Another thing he told me that went into my brain without a ripple: “You give everyone their moment. So there’s no character in there who’s unredeemed by style. Even the peripheral characters; they just have a few lines to say, but I try to make the situation interesting or odd or amusing.” That last line hides the genius in what he said before: “there’s no character in there who’s unredeemed by style.” There are theses to be written about walk-ons in Wilkins. About how the redemption of character – no matter how peripheral – by style generates in his fiction this feeling of a deep-breathing patience, that is warm, ultimately heartless perhaps in the possible fates it might bestow, but, in the immediate, warm, sensitive, even kind.
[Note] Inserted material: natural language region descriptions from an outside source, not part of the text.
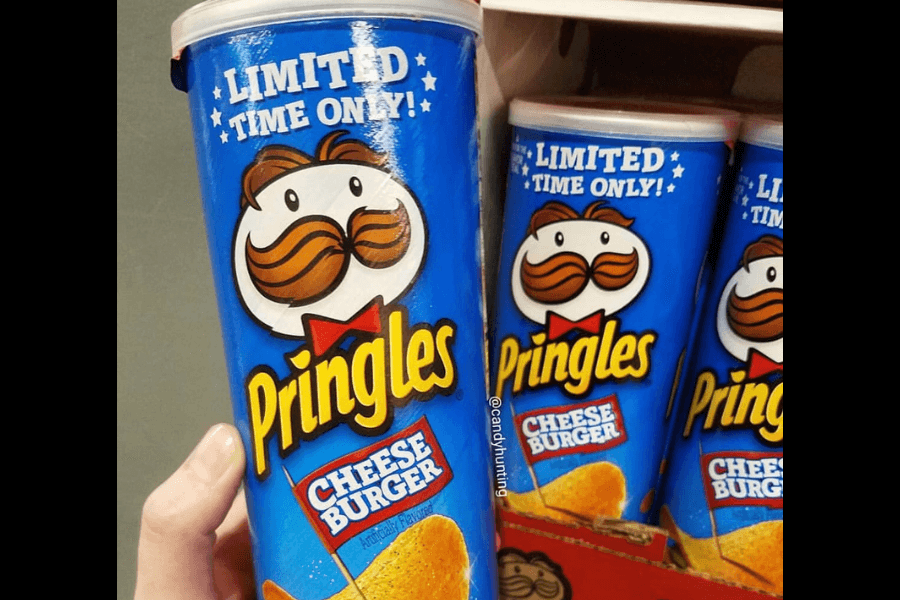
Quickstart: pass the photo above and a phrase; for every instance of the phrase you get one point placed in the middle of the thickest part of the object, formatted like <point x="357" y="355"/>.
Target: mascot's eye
<point x="291" y="200"/>
<point x="355" y="187"/>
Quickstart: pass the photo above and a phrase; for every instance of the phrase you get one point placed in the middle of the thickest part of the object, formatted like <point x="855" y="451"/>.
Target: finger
<point x="180" y="517"/>
<point x="232" y="563"/>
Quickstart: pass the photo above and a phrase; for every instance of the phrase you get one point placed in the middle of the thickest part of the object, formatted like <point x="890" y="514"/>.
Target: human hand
<point x="195" y="542"/>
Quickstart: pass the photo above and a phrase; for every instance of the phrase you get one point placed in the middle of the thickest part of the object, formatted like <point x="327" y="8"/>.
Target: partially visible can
<point x="337" y="148"/>
<point x="723" y="497"/>
<point x="608" y="213"/>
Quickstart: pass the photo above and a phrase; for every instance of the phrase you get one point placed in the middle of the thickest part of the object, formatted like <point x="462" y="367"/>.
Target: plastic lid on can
<point x="626" y="117"/>
<point x="215" y="17"/>
<point x="764" y="130"/>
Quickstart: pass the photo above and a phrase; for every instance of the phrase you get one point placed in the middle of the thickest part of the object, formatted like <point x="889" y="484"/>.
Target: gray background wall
<point x="170" y="364"/>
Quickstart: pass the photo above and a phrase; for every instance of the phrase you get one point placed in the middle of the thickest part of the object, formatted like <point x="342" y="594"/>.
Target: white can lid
<point x="629" y="118"/>
<point x="764" y="130"/>
<point x="215" y="17"/>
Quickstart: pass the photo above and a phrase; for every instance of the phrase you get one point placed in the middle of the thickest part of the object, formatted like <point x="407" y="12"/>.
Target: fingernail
<point x="213" y="455"/>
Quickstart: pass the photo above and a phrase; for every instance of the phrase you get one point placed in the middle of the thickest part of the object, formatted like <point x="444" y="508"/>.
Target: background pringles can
<point x="338" y="159"/>
<point x="723" y="497"/>
<point x="608" y="214"/>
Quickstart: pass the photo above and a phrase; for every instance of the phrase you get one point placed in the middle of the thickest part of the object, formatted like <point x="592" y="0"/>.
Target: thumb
<point x="178" y="523"/>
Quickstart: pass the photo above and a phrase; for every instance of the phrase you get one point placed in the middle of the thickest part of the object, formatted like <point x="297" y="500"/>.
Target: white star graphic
<point x="429" y="80"/>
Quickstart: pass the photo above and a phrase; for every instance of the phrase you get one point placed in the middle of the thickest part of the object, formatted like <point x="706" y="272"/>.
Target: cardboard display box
<point x="616" y="560"/>
<point x="717" y="50"/>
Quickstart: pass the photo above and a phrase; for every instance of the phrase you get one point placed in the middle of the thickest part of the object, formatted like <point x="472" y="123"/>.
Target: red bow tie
<point x="558" y="326"/>
<point x="759" y="365"/>
<point x="323" y="333"/>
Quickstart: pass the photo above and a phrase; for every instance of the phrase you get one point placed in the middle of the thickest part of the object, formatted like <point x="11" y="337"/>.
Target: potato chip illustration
<point x="590" y="491"/>
<point x="428" y="560"/>
<point x="751" y="556"/>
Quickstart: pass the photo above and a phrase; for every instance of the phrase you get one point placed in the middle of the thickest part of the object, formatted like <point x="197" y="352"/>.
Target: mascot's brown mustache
<point x="758" y="318"/>
<point x="311" y="257"/>
<point x="563" y="276"/>
<point x="522" y="586"/>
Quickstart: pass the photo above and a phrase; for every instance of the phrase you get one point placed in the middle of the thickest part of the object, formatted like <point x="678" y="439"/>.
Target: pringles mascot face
<point x="750" y="315"/>
<point x="530" y="576"/>
<point x="576" y="265"/>
<point x="323" y="235"/>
That’s a key thing reading Damien – that simplicity, that offhandedness, is somehow some kind of a terrible lure into reading him simply, offhandedly, trusting him that he won’t hurt you, like we sometimes trust the world and simply live in its small moments, unaware of the stratospheric changes the world and Wilkins will wield upon us. Because hurt us both he and the world does. In Aspiring I was reminded of a phrase I read elsewhere – “nested, high-impact stimuli.” This seems a quiet book about a quiet boy (nearly seven feet tall) in a quiet town by a quiet, thousand-year-old lake. But as we read, comforted, soothed in detail, we suddenly have to remember where we put our feet. Masquerading as YA, it’s another Wilkins trick. Come in, he says, look at this and look at this, but don’t look over there, something’s coming. The sense of looming threat and dissolution – even if it’s only the routine disappointment of more life in a small town – is masterful and only exists because of this mastery of all the mundane and small that may be dissolved.
In our troubled times, Aspiring is a gorgeous reminder of what we stand to lose, of course an object correlative for a loss of innocence, and also a secular reminder to attempt to lift ourselves, to aspire, despite our bullies, despite our broken-hearted fathers, despite whatever’s happened or happening, again and again.